僕たちの帰りを。そして、この災厄の、終結を。
「さすがの所長も、通れないとは思ってなかったんでしょうね」
間を取り繕うように笑いかけると、なぜか不意に、本道君の横顔が強張った。そうして、真顔のまま呟く。
「……どうだろうな」
「え?」
言葉とは裏腹に、それは確信に満ちていた。本道君は、眉根にしわを寄せ、苦々しい表情を浮かべている。
「………いや、何でもない。それより急ごうぜ。もう、時間が無い」
その言葉はまるで、かつての坂本さんが乗り移ったかのようで。
意識し出すと、胸中を輪郭のない息苦しさが渦巻いた。
『チャージ率、百パーセント』
本道君が正面中央を塞ぐ黒壁にバズーカを構えると、そんな無愛想な返事が来る。事前にチャージしてあったようだ。
「……行くぞ?」
「はい」
意気込むと自然、歯噛みする。左右の奥歯ががちがちと打ち震えているのに気付き、ほっと安堵する自分が居た。――――なんだ、緊張してるじゃないか。
だから大丈夫。僕はまだ、大丈夫なはずだ。
この震えが、単なる恐怖から来るものではない限り。
――――これから、ハンハンドに囚われた数百人の命を犠牲にすることになるのだ。
だというのに、微塵も緊張しないなんて。それじゃまるで――――
――――〝ヒトデナシ〟じゃないか。
*
立ち塞がる黒腕たちを叩き切る度、ぬるりと生々しい手ごたえが蛍光灯(驚くことに柴崎さんと同じものだ)越しに手のひらに伝わってきて、時折吐き気を催した。
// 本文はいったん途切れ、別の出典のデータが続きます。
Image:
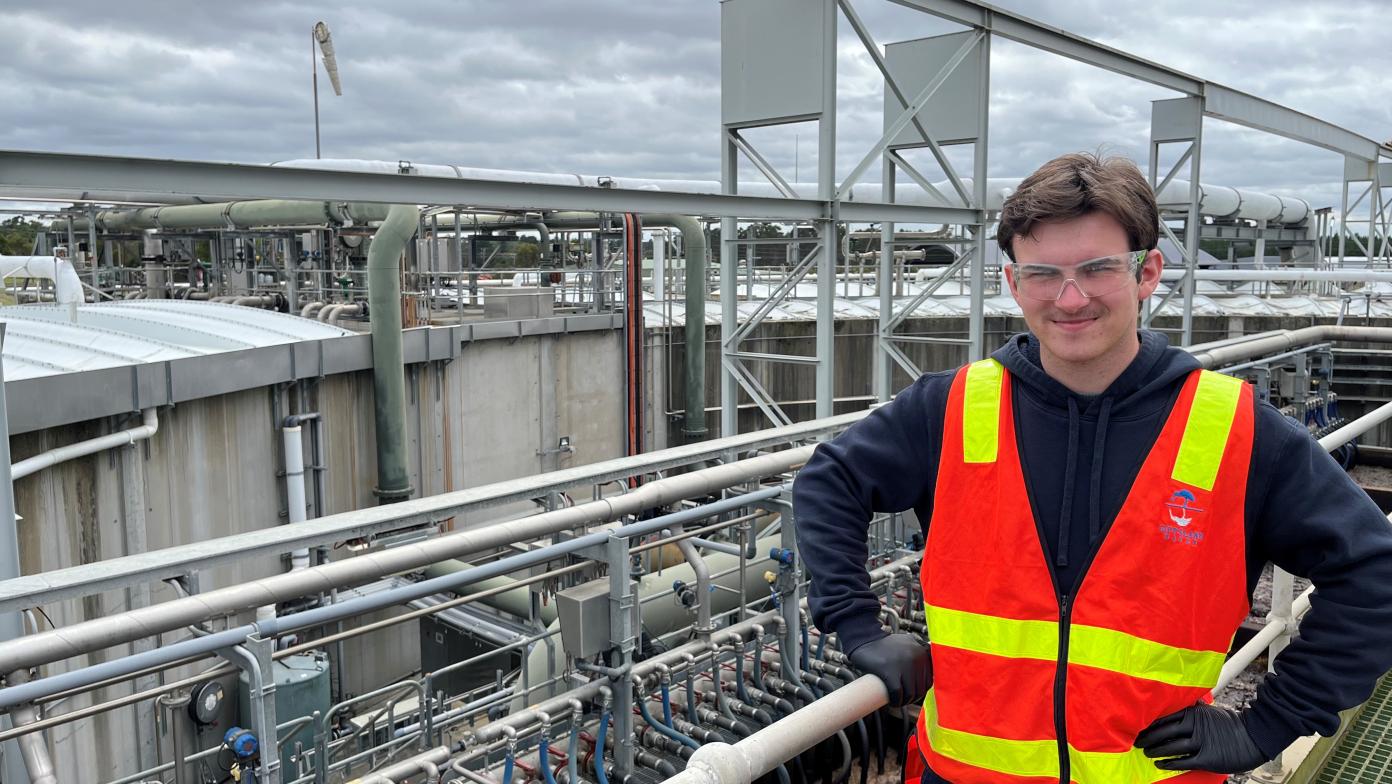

それでも、先陣を切る僕が立ち止まるわけにはいかない。すぐ後ろを走る本道君の腕の中では、身の丈ほどの巨大バズーカが構えられている。それが僕らの役割分担だった。
この作戦は、どちらか一方が脱落した時点で破綻する。だから、この配置の立案者は、きっと誰も死なせる気が無いのだろう。
黒腕を裂く重い手ごたえが半ばほどで途切れ、突き出した切っ先が虚空を両断した刹那、唐突に視界が開けた。
「――――っ!!」
広がる異様な光景に、一瞬頭が真っ白になる。瞳が、凍てつくようにがくがくと揺れる。
目に飛び込んできたのは、辺り一面を埋め尽くすように肥大した、脈打つどす黒い肉塊。
そして、その中央に佇む、――――一人の、白い人影だった。
「……なんで、こんなところにいるんすか? ――――所長」
追いついて来た本道君が、呆然とした面持ちで呟く。
所長はただ、目元を覆うサングラスの下で、裂けるように笑った。
そうして、興奮冷めやらぬ荒い吐息で言葉を紡ぎ、勢い良く顔を上げる。